Limitations & Future Work

  • No strict theoretical guarantees; only empirical "plateaus" provide weak evidence for \(F_\infty\), which may be insufficient for scenarios requiring formal proof of coverage.
  • TabPFN has a maximum in-context length (\(10^3\sim 10^4\) rows). Rolling sampling beyond this limit may degrade or require chunking strategies.
  • Evaluated only on linear interpretable models and small-to-medium \(n\).
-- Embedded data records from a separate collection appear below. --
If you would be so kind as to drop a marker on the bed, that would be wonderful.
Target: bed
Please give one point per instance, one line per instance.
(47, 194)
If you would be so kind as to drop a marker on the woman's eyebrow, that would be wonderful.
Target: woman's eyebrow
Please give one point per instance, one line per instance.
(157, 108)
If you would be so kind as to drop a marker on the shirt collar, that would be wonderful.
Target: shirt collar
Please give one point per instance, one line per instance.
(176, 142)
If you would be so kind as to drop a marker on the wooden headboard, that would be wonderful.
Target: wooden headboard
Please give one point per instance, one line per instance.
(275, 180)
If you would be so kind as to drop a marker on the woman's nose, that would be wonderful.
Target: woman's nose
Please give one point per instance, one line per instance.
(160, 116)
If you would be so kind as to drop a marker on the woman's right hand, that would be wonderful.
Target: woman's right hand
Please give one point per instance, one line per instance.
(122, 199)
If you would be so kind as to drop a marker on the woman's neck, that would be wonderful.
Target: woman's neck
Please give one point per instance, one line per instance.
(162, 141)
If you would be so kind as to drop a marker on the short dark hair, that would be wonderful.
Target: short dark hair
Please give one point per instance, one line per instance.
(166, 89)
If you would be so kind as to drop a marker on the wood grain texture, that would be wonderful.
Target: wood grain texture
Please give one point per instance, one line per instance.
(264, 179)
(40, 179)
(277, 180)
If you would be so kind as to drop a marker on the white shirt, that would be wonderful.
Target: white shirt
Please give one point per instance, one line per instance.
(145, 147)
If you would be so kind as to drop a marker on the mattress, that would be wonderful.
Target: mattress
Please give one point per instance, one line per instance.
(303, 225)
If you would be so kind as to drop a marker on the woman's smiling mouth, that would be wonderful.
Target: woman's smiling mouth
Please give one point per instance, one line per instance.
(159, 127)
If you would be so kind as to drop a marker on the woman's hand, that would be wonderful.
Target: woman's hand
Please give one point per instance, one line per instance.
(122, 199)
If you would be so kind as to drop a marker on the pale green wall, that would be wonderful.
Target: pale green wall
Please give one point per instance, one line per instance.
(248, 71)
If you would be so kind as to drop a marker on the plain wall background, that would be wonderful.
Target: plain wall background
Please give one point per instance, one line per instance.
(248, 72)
Loss minimization for high-dimensional non-linear \(\theta\) (e.g., neural network weights) is inherently ill-posed; whether TabMGP scales here is unverified.
  • Using bootstrap for \(X\) might limit forward diversity in scenarios with extremely unbalanced or sparse covariate distributions.
  • vs. Fong et al. (2023) Original MGP: They use manual copula rules to guarantee the martingale property but require bandwidth tuning; Ours uses pre-trained TabPFN, sacrificing strict martingale property for zero-tuning and cross-dataset robustness.
  • vs. Nagler & Rügamer (2025): They also use TabPFN but revert to the copula framework upon finding it non-martingale; Ours keeps TabPFN as the rule, asserting that non-martingaleness does not impede practical validity.
  • vs. Classical Bayes (diffuse \(\mathcal{N}(0,10^2)\) prior): Classical methods are prior-dominated at low \(n/p\). TabMGP uses pre-trained knowledge as an implicit prior, yielding higher robustness.

Rating

  • Novelty: ⭐⭐⭐⭐⭐ First to implement "foundation model as prediction rule" in MGP, systematically challenging the necessity of the martingale property.
  • Experimental Thoroughness: ⭐⭐⭐⭐ 30 setups + 5 baselines + 3 diagnostics; however, \(\theta\) is limited to low-dimensional linear models.
  • Writing Quality: ⭐⭐⭐⭐⭐ Clear conceptual layering (BPI, GB, MGP, TabMGP); Algorithm 1 and Figure 1 make forward sampling very clear.
  • Value: ⭐⭐⭐⭐⭐ Bridges TabPFN with the Bayesian toolbox; high engineering significance for immediate use by practitioners.